Завороженный степью: 110 лет Льву Гумилеву, евразийцу и пассионарию
1 октября исполняется 110 лет со дня рождения Льва Гумилева, одного из оригинальнейших русских ученых: историка, этнолога, философа истории, автора теории пассионарности, объясняющей эволюцию народов и цивилизаций. Сын знаменитых поэтов Николая Гумилева и Анны Ахматовой, он разделил судьбу многих русских мыслителей ХХ века: сидел в лагерях, участвовал в Великой Отечественной войне, был гоним за свое происхождение и необычные идеи. Эти идеи так и не стали мейнстримом в науке. Они спорны, но им не откажешь в яркости и эффектности. Столь же яркой была личность их автора: задиристого, горячего и не боящегося провокационных высказываний человека.
Поэт науки
«Древняя Русь и Великая степь», «Хунну», «От Руси до России», «Этногенез и биосфера Земли» – эти и другие книги Льва Гумилева читаются почти как приключенческие романы. Сын поэтов, он тоже обладал даром стихосложения и прекрасным слогом в прозе. Кроме того, был великолепным рассказчиком, способным заворожить своими историями кого угодно – от уголовников в лагере под Норильском до профессоров в университете. Наверняка он мог бы прославиться как литератор, но свои таланты Гумилев направил в науку, и таким образом возник едва ли не самый поэтичный русский ученый ХХ века. Он писал не скучные монографии для специалистов, а своего рода научные эпосы, доходившие до сознания совершенно разных читателей – и подготовленных, и не очень.
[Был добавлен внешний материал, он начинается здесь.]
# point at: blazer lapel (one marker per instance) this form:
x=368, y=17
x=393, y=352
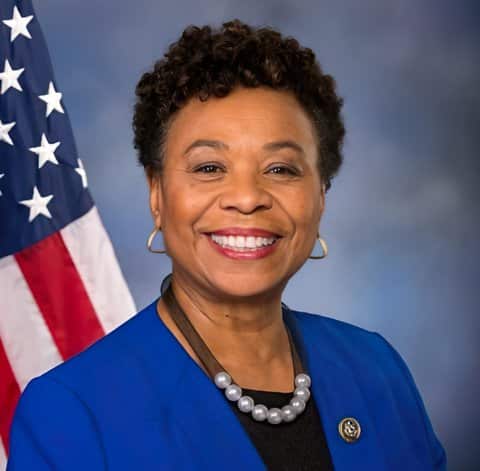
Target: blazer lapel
x=338, y=395
x=212, y=432
x=209, y=431
x=200, y=421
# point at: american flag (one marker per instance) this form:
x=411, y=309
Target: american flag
x=60, y=285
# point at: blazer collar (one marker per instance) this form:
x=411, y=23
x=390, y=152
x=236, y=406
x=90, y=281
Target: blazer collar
x=212, y=433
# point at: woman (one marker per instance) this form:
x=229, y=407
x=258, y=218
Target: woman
x=240, y=134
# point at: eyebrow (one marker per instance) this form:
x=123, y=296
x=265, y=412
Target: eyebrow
x=270, y=146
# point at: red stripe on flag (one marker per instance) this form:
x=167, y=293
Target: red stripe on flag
x=9, y=394
x=60, y=294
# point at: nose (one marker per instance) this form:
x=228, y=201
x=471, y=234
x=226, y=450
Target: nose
x=245, y=194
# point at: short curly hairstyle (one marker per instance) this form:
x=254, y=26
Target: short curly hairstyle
x=206, y=62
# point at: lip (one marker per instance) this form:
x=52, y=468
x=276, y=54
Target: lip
x=258, y=253
x=244, y=231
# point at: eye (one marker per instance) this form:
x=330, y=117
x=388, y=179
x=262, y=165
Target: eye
x=208, y=168
x=283, y=170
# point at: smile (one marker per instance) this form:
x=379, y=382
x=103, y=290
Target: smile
x=242, y=243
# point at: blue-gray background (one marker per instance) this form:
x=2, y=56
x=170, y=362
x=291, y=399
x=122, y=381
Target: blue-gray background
x=401, y=219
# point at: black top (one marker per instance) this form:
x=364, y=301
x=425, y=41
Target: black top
x=299, y=445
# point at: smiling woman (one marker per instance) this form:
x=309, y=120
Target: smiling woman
x=240, y=134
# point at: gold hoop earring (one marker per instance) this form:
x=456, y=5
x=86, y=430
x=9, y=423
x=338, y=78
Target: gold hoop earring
x=324, y=248
x=152, y=235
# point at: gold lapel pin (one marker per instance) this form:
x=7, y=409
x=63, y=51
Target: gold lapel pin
x=349, y=429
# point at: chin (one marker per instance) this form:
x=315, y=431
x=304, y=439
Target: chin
x=245, y=285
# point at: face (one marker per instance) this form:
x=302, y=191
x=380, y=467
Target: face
x=239, y=171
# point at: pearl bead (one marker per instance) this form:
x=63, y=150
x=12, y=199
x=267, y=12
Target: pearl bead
x=274, y=415
x=288, y=413
x=302, y=393
x=302, y=381
x=259, y=412
x=222, y=379
x=298, y=404
x=233, y=392
x=245, y=404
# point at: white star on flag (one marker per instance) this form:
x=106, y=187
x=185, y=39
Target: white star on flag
x=45, y=152
x=52, y=99
x=38, y=205
x=18, y=24
x=81, y=171
x=9, y=78
x=4, y=130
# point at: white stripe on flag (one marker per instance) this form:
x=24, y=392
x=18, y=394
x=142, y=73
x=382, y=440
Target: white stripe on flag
x=3, y=458
x=93, y=255
x=28, y=343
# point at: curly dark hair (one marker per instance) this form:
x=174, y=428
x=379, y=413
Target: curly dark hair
x=206, y=62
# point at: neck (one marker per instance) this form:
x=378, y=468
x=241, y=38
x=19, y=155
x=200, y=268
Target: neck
x=240, y=332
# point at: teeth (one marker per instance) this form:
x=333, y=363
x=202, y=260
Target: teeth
x=242, y=242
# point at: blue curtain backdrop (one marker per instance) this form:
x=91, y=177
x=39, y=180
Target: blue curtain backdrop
x=401, y=220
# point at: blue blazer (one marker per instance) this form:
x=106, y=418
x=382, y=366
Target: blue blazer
x=135, y=400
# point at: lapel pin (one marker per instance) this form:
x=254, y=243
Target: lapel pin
x=349, y=429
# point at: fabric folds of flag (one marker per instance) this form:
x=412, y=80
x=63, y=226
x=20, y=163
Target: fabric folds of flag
x=60, y=284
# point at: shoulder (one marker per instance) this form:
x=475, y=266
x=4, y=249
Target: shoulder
x=379, y=370
x=111, y=359
x=343, y=341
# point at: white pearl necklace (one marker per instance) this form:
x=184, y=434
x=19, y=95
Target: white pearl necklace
x=223, y=380
x=260, y=412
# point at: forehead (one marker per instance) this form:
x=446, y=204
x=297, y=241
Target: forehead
x=245, y=117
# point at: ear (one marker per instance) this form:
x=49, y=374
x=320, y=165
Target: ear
x=156, y=199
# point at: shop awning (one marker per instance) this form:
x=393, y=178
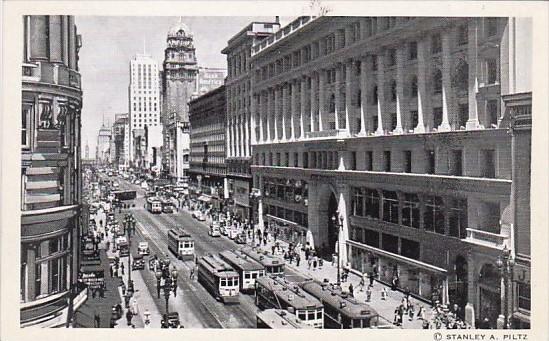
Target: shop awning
x=400, y=258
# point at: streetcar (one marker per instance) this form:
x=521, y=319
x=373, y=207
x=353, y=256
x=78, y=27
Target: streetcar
x=278, y=319
x=218, y=278
x=181, y=244
x=340, y=310
x=277, y=292
x=247, y=268
x=154, y=205
x=273, y=265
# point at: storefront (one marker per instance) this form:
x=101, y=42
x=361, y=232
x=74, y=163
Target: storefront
x=424, y=281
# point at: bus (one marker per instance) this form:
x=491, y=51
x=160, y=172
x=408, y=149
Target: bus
x=154, y=205
x=277, y=292
x=273, y=265
x=218, y=278
x=247, y=268
x=340, y=310
x=181, y=244
x=278, y=319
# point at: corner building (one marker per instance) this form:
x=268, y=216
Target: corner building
x=51, y=175
x=397, y=125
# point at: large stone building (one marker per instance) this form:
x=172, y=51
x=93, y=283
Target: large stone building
x=51, y=183
x=207, y=159
x=178, y=84
x=238, y=123
x=144, y=97
x=388, y=137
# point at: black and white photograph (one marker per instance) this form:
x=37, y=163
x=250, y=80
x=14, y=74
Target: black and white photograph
x=276, y=171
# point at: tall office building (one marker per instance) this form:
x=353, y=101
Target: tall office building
x=51, y=174
x=144, y=95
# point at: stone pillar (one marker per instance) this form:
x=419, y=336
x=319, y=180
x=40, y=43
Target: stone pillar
x=337, y=93
x=380, y=92
x=472, y=59
x=321, y=98
x=400, y=89
x=446, y=82
x=302, y=107
x=348, y=95
x=284, y=110
x=293, y=109
x=314, y=101
x=363, y=95
x=275, y=114
x=421, y=86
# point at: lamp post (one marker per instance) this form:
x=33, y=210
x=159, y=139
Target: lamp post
x=337, y=220
x=505, y=264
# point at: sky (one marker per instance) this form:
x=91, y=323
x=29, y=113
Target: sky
x=109, y=43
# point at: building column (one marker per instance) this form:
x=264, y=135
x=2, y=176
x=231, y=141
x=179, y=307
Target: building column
x=421, y=86
x=303, y=98
x=314, y=103
x=275, y=114
x=446, y=82
x=380, y=92
x=285, y=97
x=293, y=107
x=400, y=89
x=348, y=95
x=363, y=96
x=472, y=59
x=321, y=99
x=337, y=93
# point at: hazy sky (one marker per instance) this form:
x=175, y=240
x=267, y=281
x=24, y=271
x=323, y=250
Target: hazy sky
x=108, y=44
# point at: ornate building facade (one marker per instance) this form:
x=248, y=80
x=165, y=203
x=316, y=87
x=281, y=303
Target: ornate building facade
x=238, y=89
x=51, y=183
x=379, y=122
x=178, y=84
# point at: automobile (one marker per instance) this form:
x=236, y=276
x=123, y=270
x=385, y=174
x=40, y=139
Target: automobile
x=240, y=238
x=143, y=248
x=214, y=232
x=138, y=263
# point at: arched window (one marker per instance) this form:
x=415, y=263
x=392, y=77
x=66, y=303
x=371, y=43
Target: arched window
x=413, y=87
x=437, y=82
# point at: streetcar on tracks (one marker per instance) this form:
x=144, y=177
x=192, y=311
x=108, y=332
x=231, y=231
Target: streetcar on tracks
x=248, y=269
x=342, y=311
x=273, y=265
x=218, y=278
x=154, y=205
x=181, y=243
x=278, y=319
x=277, y=292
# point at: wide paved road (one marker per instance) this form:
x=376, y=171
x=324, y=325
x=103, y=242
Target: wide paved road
x=196, y=306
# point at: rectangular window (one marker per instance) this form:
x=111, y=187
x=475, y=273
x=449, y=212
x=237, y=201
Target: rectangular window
x=433, y=216
x=407, y=156
x=390, y=207
x=430, y=161
x=410, y=210
x=457, y=219
x=387, y=160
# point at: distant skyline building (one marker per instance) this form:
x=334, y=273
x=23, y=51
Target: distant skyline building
x=143, y=94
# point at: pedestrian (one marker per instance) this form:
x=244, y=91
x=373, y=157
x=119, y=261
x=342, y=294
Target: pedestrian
x=129, y=317
x=351, y=290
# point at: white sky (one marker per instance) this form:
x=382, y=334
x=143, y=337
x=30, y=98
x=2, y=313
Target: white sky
x=108, y=44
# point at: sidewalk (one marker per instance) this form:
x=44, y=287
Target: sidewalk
x=385, y=308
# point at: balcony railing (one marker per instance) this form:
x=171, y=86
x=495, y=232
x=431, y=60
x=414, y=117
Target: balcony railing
x=485, y=238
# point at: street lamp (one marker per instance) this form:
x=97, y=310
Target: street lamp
x=505, y=265
x=339, y=224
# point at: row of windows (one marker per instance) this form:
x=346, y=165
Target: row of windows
x=412, y=210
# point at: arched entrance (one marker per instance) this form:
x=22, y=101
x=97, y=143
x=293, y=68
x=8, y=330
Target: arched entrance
x=458, y=283
x=489, y=296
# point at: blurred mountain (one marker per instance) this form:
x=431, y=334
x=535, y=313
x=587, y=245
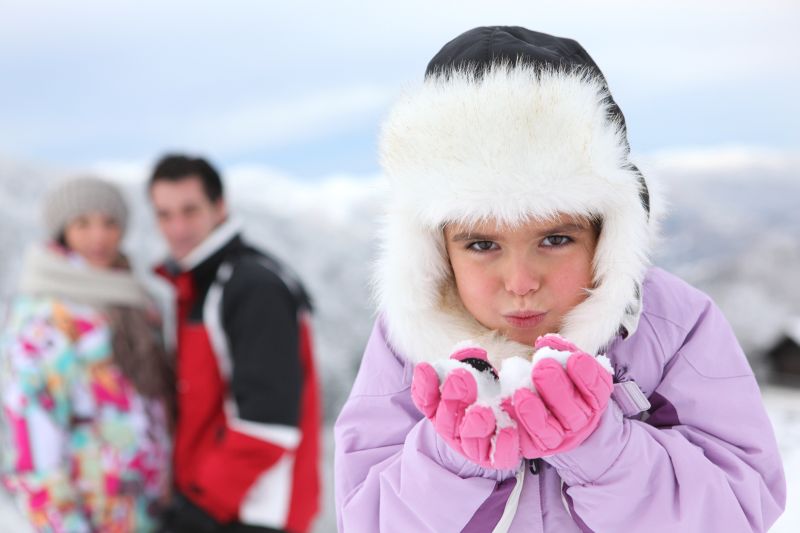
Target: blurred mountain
x=732, y=229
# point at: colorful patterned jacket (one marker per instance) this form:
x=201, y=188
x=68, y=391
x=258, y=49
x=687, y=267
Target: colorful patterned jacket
x=82, y=450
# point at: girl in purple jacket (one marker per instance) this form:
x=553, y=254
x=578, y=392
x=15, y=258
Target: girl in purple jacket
x=515, y=250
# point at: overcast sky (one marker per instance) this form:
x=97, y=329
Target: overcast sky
x=301, y=86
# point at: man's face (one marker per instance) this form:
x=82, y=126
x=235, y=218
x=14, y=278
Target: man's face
x=185, y=214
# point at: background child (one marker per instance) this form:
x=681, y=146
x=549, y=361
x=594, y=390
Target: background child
x=515, y=212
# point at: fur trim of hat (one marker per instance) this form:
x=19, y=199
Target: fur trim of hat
x=512, y=143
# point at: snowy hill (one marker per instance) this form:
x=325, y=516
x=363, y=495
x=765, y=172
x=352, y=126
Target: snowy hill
x=733, y=230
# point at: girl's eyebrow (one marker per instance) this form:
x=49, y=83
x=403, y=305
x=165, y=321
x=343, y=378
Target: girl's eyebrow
x=564, y=228
x=469, y=236
x=552, y=230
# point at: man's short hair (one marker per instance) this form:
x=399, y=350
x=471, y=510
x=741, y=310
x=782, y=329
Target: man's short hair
x=177, y=167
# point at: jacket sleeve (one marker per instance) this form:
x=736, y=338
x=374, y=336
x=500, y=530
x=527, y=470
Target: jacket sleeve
x=392, y=472
x=36, y=427
x=706, y=459
x=260, y=321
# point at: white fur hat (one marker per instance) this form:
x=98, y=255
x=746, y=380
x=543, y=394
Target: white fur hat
x=507, y=138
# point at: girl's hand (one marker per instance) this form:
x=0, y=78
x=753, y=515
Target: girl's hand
x=461, y=398
x=565, y=404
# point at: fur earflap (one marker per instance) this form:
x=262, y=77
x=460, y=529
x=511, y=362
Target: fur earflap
x=513, y=144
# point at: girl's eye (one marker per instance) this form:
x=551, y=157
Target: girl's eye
x=482, y=246
x=552, y=241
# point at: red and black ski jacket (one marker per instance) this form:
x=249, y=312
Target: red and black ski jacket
x=247, y=433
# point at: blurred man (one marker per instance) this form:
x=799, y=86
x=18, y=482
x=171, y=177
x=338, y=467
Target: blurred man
x=247, y=435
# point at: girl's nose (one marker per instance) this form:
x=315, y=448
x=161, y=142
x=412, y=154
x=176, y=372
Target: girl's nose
x=521, y=277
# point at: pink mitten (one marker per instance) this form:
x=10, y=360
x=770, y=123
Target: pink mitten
x=566, y=405
x=470, y=427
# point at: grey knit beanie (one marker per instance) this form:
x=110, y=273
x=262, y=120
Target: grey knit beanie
x=77, y=196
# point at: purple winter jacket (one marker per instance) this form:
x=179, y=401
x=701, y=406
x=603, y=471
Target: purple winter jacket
x=704, y=459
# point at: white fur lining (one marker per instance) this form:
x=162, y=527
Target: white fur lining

Как и всякую необычную, неформатную фигуру, Гумилева не жаловал советский научный истеблишмент. К счастью, его мало волновали статус и регалии, продвижение по карьерной лестнице. Его целью было выжить (непростая задача в сталинское время) и успеть записать свои мысли. А если повезет, увидеть свои книги изданными. Ему это удалось.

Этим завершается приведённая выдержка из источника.